Niente, nessuno ne aveva sentito parlare.

– Adesso vi faccio vedere, sicuramente su internet trovo qualcosa.

C’era un signore, seduto a un tavolo, con il tablet aperto.

– Mi scusi, mi può fare una ricerca su google?

               L’uomo si è guardato intorno, imbarazzato, poi ha acconsentito, ma per quanto mi sbizzarrissi suggerendogli parole chiavi fantasiose, non è uscito niente sull’argomento. Trovava molti siti attuali che parlavano dei Pokèmon, ma del ritrovamento degli aquiloni nessuna traccia. Ero perplessa. Forse, pensai, internet era ancora agli albori, all’epoca, e non aveva registrato il fenomeno. Anche se i mancati riscontri cominciavano a crearmi un sottile fastidio. Allora ho pensato a Marco. Certo, ne parlo con lui, lui non può averli dimenticati, mi sono detta. Così sono uscita e l’ho chiamato sul cellulare.

– Ciao Marco, sono Fiorella. Senti, tu certo ti ricordi la storia degli aquiloni!

Marco è stato un attimo in silenzio; poi ha detto con un tono un po’ incerto:

– Ciao Fiorella, come stai? Mi fa piacere sentirti. Di quali aquiloni stai parlando?
– Di quelli che mettevano sugli alberi la notte e che si scoprivano la mattina. Non è possibile che non te li ricordi, siamo andati insieme a cercarli, non puoi averli dimenticati!

Marco è stato ancora in silenzio, poi alla fine ha detto:

– No, mi spiace, non me ne ricordo.

A quel punto sono andata su tutte le furie.

– Beh, davvero una bella presa in giro! Senti, non saprò stare allo scherzo, ma mi hai fatto veramente arrabbiare.
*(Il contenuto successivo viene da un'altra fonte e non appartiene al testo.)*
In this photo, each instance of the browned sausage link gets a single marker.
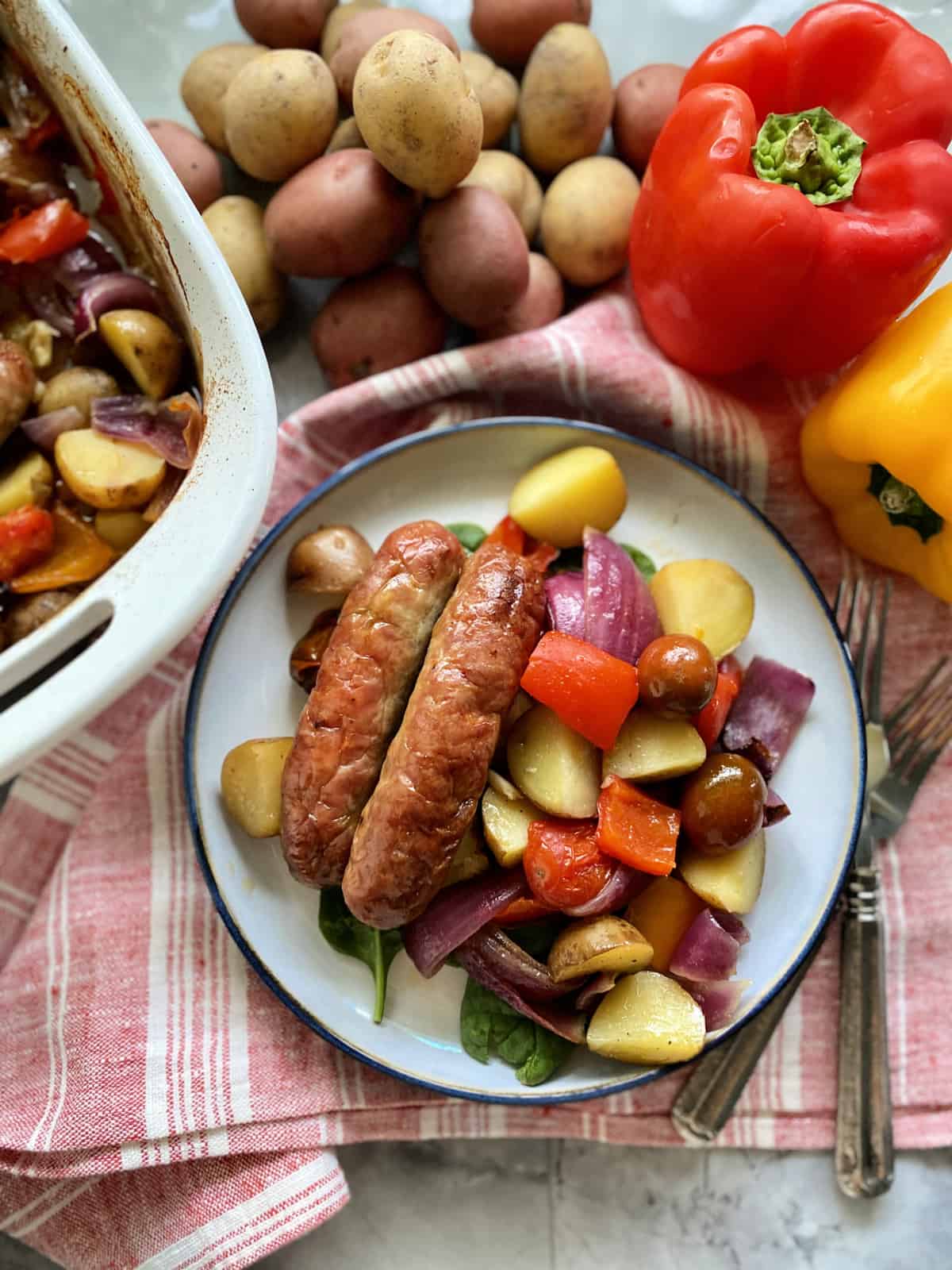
(365, 679)
(437, 765)
(17, 384)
               Gli ho chiuso il telefono in faccia, con quel senso di malessere indefinibile che si acuiva. “Ora mi richiama per scusarsi” mi sono detta e mentre aspettavo che il cellulare suonasse, per cercare di sopire il disagio che via via cresceva, ho ricominciato a pensare a tutti gli aquiloni che avevamo scoperto, passandoli in rassegna uno a uno, cercando di rievocarne la forma e il colore, per imprimerli bene nella memoria. Ma poco a poco, quei ricordi hanno cominciato a sbiadire, e per quanto mi sforzassi, e cercassi di fissarli nella mente, le immagini degli aquiloni hanno cominciato a rarefarsi, fino a scomparire, una dopo l’altra. Prima erano lì, leggeri e colorati, che si muovevano appena tra le foglie, mossi dal vento, e poi più niente, solo un vuoto. Allora mi sono concentrata sul primo che avevo scoperto, quello lo ricordavo proprio bene, con le sue tinte pastello, e la sua forma elegante, ma più ci pensavo, più i colori illanguidivano, poi le ali hanno cominciato a sfrangiarsi, fino a dissolversi, finché alla fine non è rimasto che lo spago a cui era attaccato. Pendeva da un ramo, oscillando leggermente al vento, e finiva con un piccolo gomitolo stropicciato, quello stesso che forse era sfuggito dal palmo sudato di un bambino.